Nekbe: Bir halkın belleğindeki kök salmış acı
1948’de, İsrail Devleti’nin kuruluşuyla birlikte yüz binlerce Filistinli; evlerini, köylerini, anılarını geride bırakarak yollara düştü. Bu, bir gecede mülteci olmanın, vatansız kalmanın adıydı: Nekbe. O gün açılan yara, nesiller boyu aktarılan bir travmaya, Filistin kimliğinin ayrılmaz bir parçasına dönüştü. Kaybedilen yalnızca topraklar değildi; bir yaşam biçimi, bir kültür, bir geçmişti aynı zamanda. Mülteci kampları, geçici olması umut edilen ama kalıcılaşan sürgünlerin acı mekânları oldu. Geri dönüş hakkı, uluslararası hukukun tanıdığı ama İsrail’in asla kabul etmediği bir hayal olarak kaldı.
Nekbe’nın nedenleri arasında Siyonist hareketin bir Yahudi devleti kurma çabaları, İngiliz Mandası dönemindeki politikalar ve Balfour Deklarasyonu, yoğun Yahudi göçü ve BM’nin taksim planı gibi karmaşık tarihî ve siyasi gelişmeler yatıyordu. Ancak sonuç, Filistinliler için tek bir kelimeyle özetlenebilirdi: Felaket. Yüzlerce köy haritadan silindi, zeytinlikler söküldü, evler yıkıldı veya başkalarına verildi. Bu, fiziksel yıkımın yanında gelen Filistin toplumunun sosyal ve kültürel dokusuna indirilen ağır bir darbeydi.
Ekim 2023: Nekbe'nin hortlayan hayaleti Gazze semalarında
Ve takvimler Ekim 202’'ü gösterdiğinde, dünya bir kez daha Orta Doğu’nun kalbindeki bu kanayan yaraya kilitlendi. Hamas’ın 7 Ekim’deki saldırılarının ardından İsrail’in Gazze Şeridi’ne başlattığı askerî operasyon, kısa sürede eşi benzeri görülmemiş bir yıkıma ve insani trajediye dönüştü. Uluslararası ajansların raporları, Gazze’de yaşananların vahametini gözler önüne seriyordu: Binlerce ton bombanın daracık bir coğrafyaya yağdırılması, on binlerce sivilin hayatını kaybetmesi, yaralanması ve bunların büyük bir çoğunluğunun kadın ve çocuklardan oluşması.
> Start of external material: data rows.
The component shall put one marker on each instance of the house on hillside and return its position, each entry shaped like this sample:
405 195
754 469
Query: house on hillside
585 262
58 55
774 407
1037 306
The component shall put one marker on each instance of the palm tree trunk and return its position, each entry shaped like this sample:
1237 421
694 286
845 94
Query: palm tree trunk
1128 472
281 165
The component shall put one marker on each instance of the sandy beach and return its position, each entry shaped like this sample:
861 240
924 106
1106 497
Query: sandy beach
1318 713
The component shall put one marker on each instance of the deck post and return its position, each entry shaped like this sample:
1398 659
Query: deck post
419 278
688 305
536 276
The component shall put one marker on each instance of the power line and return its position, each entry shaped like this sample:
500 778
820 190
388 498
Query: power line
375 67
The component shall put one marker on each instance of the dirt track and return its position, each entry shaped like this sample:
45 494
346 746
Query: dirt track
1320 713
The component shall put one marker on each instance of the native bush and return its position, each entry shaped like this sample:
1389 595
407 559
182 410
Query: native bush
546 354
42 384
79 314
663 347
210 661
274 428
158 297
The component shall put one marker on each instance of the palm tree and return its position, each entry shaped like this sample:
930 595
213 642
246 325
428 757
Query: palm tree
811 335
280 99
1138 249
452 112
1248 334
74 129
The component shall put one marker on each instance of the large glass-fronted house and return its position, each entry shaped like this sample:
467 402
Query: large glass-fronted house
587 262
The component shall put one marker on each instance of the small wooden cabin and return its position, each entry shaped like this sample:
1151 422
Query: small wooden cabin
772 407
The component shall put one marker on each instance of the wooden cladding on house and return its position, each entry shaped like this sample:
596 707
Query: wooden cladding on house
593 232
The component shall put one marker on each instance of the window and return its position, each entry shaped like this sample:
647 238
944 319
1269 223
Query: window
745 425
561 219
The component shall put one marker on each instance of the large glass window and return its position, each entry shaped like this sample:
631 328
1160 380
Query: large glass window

Hastaneler, okullar, ibadethaneler, Birleşmiş Milletler tesisleri dahi hedef alınmaktan kurtulamadı. Gazze’nin kuzeyindeki insanlara güneye gitmeleri emredildi ancak güney de bombardımanlardan nasibini aldı. “Güvenli bölge” denilen yerler, ölümün kol gezdiği yeni tuzaklara dönüştü. Yüz binlerce insan, bir kez daha, atalarının 77 yıl önce yaşadığı o acı kaderle yüzleşti: Zorla yerinden edilme, mültecilik, belirsizlik… Gazze Şeridi’nin büyük bir bölümü moloz yığınına dönerken, hayatta kalanlar için yaşam mücadelesi daha da acımasızlaştı. Su, gıda, ilaç, yakıt gibi en temel ihtiyaçlara erişim imkânsız hâle geldi. Açlık ve hastalıklar, bombalardan kurtulanları tehdit etmeye başladı.
Analistler ve görgü tanıkları, yaşananları “ikinci bir Nekbe” veya “Nekbe’nin devamı” olarak nitelendirmekten çekinmedi. Hatta bazıları, “Bugün yaşananlar, Nekbe sırasında işlenen suçlardan daha korkunç” diyordu. Bu ifadeler, durumun vahametini ve Filistinlilerin yaşadığı derin umutsuzluğu yansıtıyordu. İsrail’in Gazze’ye yönelik saldırılarının ve ablukasının, bölgeyi yaşanmaz hâle getirme, Filistinlileri topraklarından sürme ve bir daha geri dönmelerini engelleme amacı taşıdığı yönündeki endişeler uluslararası kamuoyunda giderek yükseldi.
Sürgün: Bir kader mi, yoksa bir politika mı?
Gazzelilerin başka topraklara sürgün edilmesi meselesi, Nekbe’nin 77. yılında yeniden ve daha güçlü bir şekilde gündeme geldi. Bu, sadece bir savaşın yan etkisi olarak görülemezdi. Aksine, pek çok gözlemciye göre bu, İsrail’in uzun vadeli politikalarının bir yansımasıydı. Tarih boyunca Filistin topraklarında demografik yapıyı değiştirme çabaları, yerleşim birimlerinin sürekli genişletilmesi ve Filistinlilerin yaşam alanlarının daraltılması, bu politikanın somut örnekleriydi.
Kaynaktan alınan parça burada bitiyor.